The question is - my answer correct or not?

(Ahem.) I screwed it up. Yes, you are correct.

-Dan

Sorry, but it is corner time.

 

[Steven G]

Thank you for you answer.
But the problem is not in the solution. The professor did not see my solution. He saw only my result.
The question is - my answer correct or not?

It doesn't matter if you submitted the work to your professor or not. It is not valid. All equal signs must be equal. This is not debatable.

As far as the final answer you got I do not see anything wrong.

 

[mikhail_ccp]

It doesn't matter if you submitted the work to your professor or not. It is not valid. All equal signs must be equal. This is not debatable.

As far as the final answer you got I do not see anything wrong.

Thank you.

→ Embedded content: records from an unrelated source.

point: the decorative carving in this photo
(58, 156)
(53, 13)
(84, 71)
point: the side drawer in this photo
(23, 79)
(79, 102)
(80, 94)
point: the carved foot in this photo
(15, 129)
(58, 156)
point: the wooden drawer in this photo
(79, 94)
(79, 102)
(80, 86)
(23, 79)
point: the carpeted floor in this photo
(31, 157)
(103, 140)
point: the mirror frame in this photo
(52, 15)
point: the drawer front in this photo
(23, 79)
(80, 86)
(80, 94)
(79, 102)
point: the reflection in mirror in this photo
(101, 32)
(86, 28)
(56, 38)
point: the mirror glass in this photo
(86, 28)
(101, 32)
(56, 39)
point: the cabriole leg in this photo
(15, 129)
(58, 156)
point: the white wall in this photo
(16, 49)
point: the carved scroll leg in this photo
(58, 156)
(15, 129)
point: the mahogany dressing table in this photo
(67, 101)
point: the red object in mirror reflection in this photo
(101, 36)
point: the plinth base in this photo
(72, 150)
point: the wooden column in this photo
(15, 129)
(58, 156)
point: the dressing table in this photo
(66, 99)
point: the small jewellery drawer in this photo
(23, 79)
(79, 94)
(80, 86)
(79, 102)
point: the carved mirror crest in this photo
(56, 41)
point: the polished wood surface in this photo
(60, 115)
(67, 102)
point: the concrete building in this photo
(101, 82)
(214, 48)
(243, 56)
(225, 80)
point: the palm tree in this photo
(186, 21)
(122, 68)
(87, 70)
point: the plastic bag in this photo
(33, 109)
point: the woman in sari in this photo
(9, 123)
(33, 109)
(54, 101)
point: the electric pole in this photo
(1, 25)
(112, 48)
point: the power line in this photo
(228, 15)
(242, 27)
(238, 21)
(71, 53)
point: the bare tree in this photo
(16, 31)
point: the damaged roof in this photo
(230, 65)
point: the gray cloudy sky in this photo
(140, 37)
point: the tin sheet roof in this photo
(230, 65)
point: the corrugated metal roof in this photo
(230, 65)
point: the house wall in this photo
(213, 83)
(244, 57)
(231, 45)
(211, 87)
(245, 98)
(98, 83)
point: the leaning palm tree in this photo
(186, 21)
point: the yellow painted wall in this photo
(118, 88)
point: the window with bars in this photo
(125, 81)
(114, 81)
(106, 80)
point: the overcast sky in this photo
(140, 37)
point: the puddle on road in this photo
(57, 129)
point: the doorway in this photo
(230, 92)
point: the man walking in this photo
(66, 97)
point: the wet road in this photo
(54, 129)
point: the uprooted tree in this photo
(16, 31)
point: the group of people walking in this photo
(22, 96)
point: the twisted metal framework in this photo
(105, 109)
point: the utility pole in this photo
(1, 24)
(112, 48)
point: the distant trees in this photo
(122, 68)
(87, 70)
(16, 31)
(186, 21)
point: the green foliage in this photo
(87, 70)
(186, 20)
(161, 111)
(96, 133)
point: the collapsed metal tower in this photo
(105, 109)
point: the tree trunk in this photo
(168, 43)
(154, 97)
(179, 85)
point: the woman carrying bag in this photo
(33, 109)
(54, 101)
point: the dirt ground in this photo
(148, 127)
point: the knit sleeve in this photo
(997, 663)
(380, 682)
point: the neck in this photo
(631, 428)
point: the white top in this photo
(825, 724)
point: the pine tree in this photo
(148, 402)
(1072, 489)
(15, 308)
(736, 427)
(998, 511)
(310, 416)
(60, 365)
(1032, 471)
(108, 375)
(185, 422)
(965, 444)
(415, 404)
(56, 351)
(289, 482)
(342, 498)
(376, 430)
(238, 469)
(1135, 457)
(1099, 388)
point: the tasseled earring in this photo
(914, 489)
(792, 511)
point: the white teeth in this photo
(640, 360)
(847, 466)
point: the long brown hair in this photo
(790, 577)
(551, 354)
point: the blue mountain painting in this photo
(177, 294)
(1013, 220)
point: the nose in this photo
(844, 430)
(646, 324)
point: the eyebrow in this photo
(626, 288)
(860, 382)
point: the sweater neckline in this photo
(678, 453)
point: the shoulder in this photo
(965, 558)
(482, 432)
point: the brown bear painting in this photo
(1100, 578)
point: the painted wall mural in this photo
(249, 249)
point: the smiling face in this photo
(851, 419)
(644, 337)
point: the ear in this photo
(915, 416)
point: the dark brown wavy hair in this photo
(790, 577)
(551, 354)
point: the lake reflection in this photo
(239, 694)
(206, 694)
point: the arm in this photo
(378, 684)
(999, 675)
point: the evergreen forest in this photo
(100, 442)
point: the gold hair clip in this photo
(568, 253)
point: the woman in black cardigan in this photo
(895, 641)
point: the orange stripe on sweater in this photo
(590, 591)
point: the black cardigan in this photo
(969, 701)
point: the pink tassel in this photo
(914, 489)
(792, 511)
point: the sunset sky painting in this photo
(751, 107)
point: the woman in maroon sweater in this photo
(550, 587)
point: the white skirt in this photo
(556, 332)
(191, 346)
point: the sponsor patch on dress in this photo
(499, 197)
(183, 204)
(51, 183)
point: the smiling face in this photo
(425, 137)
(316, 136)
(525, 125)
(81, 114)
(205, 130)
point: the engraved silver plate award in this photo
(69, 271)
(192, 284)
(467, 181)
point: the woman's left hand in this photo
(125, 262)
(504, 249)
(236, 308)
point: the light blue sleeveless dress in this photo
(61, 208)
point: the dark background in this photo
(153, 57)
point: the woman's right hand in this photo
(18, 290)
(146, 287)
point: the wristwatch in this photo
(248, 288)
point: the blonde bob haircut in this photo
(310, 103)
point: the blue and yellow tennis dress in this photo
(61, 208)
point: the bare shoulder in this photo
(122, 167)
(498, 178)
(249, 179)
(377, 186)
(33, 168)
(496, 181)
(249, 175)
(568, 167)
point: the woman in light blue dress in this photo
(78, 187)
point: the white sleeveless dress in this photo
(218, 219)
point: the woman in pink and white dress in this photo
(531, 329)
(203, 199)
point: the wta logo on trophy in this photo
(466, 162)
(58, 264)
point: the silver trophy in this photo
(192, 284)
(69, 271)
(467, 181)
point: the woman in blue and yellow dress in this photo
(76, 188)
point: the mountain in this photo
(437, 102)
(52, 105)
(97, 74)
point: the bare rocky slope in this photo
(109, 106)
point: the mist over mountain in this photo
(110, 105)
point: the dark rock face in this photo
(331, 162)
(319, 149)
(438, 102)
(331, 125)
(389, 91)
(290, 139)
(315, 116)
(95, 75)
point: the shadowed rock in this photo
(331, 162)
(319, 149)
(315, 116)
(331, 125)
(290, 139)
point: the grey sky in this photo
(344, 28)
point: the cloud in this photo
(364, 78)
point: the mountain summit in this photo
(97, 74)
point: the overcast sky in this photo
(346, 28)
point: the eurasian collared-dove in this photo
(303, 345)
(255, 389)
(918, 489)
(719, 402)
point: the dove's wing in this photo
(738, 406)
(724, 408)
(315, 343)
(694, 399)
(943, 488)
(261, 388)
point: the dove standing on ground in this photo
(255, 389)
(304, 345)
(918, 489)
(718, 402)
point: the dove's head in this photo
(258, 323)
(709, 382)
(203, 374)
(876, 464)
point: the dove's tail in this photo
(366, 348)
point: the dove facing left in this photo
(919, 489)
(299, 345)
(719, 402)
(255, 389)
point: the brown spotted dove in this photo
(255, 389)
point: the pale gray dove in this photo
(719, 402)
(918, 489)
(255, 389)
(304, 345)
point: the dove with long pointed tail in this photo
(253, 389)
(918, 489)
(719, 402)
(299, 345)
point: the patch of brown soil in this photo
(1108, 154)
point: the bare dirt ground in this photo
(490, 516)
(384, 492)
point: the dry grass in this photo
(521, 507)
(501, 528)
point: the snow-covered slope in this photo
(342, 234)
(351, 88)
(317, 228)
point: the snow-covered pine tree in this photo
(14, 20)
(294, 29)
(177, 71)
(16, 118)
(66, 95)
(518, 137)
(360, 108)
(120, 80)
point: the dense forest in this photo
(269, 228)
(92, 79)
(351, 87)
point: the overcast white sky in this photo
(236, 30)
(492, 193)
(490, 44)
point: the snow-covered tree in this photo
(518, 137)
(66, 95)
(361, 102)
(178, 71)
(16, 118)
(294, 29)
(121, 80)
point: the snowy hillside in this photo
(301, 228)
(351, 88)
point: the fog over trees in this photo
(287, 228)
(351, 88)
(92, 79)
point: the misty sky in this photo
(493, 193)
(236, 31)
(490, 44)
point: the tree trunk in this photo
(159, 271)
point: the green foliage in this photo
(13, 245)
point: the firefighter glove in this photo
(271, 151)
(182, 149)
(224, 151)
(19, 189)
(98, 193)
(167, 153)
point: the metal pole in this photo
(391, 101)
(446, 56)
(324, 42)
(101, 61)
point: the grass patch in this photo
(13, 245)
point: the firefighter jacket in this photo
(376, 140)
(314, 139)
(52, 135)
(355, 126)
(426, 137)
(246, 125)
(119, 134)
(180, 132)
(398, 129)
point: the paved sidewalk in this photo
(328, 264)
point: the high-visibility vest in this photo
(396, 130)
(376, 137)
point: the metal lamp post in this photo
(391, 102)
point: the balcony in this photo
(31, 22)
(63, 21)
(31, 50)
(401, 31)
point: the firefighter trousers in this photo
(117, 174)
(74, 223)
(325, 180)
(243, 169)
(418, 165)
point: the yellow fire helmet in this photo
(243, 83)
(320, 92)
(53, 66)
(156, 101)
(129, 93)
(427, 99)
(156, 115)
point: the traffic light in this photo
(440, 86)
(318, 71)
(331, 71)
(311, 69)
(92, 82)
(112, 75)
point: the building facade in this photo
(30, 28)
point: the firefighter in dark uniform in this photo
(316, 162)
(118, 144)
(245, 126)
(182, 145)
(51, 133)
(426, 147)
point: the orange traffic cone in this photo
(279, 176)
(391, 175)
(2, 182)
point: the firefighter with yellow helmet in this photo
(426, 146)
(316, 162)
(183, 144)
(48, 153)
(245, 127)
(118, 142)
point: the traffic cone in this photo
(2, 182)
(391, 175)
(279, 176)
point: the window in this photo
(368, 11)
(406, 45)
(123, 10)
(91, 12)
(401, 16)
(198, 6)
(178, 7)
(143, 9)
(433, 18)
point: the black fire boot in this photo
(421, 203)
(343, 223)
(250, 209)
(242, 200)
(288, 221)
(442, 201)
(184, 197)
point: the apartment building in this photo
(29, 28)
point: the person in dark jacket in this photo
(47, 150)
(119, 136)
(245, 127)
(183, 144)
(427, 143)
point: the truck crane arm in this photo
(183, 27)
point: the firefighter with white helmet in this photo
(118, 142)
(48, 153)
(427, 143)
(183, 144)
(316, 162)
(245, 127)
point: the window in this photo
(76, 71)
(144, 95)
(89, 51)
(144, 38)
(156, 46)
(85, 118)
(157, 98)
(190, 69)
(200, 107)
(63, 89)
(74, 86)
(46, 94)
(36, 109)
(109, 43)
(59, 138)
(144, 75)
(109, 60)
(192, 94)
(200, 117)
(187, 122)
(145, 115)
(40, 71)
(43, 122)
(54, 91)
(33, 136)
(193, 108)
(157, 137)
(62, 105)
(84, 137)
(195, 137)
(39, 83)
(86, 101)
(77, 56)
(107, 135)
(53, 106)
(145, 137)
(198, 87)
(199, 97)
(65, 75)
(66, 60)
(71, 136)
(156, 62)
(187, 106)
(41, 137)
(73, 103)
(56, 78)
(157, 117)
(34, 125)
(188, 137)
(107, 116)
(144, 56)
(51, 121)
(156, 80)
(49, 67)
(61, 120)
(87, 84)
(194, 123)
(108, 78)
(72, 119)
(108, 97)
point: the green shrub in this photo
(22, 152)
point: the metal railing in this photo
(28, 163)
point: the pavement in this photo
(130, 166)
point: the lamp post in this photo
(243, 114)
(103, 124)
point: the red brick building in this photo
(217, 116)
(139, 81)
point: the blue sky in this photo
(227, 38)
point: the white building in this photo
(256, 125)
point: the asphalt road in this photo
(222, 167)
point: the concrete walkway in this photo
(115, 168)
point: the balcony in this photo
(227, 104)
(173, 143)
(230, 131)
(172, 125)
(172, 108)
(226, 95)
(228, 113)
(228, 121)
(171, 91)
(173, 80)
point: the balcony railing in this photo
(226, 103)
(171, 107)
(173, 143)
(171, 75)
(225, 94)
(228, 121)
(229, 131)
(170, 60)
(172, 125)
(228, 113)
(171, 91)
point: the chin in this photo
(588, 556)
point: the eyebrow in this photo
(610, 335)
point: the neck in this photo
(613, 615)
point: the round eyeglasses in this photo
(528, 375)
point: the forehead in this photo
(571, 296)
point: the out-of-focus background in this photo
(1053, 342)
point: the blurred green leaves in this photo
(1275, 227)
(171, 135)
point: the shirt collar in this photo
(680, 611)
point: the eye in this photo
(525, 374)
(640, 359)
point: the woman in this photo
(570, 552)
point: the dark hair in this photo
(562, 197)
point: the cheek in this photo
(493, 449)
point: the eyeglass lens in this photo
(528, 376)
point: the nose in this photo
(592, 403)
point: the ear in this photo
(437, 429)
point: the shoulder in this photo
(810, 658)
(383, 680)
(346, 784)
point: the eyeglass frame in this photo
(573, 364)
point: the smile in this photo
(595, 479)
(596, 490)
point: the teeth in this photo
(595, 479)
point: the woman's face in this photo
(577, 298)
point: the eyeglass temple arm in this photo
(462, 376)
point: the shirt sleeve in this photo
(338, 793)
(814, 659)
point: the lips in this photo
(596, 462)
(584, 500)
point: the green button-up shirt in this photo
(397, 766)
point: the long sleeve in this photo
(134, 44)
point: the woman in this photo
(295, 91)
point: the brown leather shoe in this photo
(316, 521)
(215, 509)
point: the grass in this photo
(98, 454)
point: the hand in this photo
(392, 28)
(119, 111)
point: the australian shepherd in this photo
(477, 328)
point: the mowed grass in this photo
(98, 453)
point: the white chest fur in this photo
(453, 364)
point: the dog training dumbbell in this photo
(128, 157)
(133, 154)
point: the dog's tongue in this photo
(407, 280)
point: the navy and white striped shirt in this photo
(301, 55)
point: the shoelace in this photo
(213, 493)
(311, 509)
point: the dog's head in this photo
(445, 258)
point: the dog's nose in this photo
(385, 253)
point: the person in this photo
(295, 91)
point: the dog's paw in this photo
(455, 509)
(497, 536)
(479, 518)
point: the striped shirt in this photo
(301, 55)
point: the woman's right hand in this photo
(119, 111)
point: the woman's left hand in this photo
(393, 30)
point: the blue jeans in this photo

Of course, I agree with you.

 

[mikhail_ccp]

(Ahem.) I screwed it up. Yes, you are correct.

-Dan

Thank you, Dan.

 

[Cubist]

Find a fourth-degree polynomial which has the same first three terms with the approximation of f(x) = (1 - x)ln(1 - x) at x = 0.

I find the wording of the part I've made bold (in the quote) very confusing. Do they mean that P(x) can be different to the Maclaurin series that you've found, so long as the first three terms match?

 

[mikhail_ccp]

This is the problem. I cannot understand where I did a mistake. My professor told me that the result is incorrect, but he cannot explain why.
He simply sent me the answer, he insists, which is correct: -x + x^2/2 + x^3/6 - x^4/3. He did not explain how he received this answer.
I cannot understand what he needs. Maybe someone has the experience with such problems in this forum, but I did not face with such problems in textbook and in the Internet.

 

[Steven G]

We all think that your answer is correct. In fact it is the correct Maclaurin polynomial.

I was thinking exactly what Cubist was thinking. Do they mean that P(x) can be different to the Maclaurin series that you've found, so long as the first three terms match? That is some strange wording!

 

[Steven G]

There are two cases. Case 1, your professor made a careless mistake and you are correct. Case 2, there is a way of doing this problem with that strange wording to get your professor's answer that no one here (yet) understands. So I would not worry about this at all.

If your professor is correct I am sure that someone will come by and explain this now that the answer is given.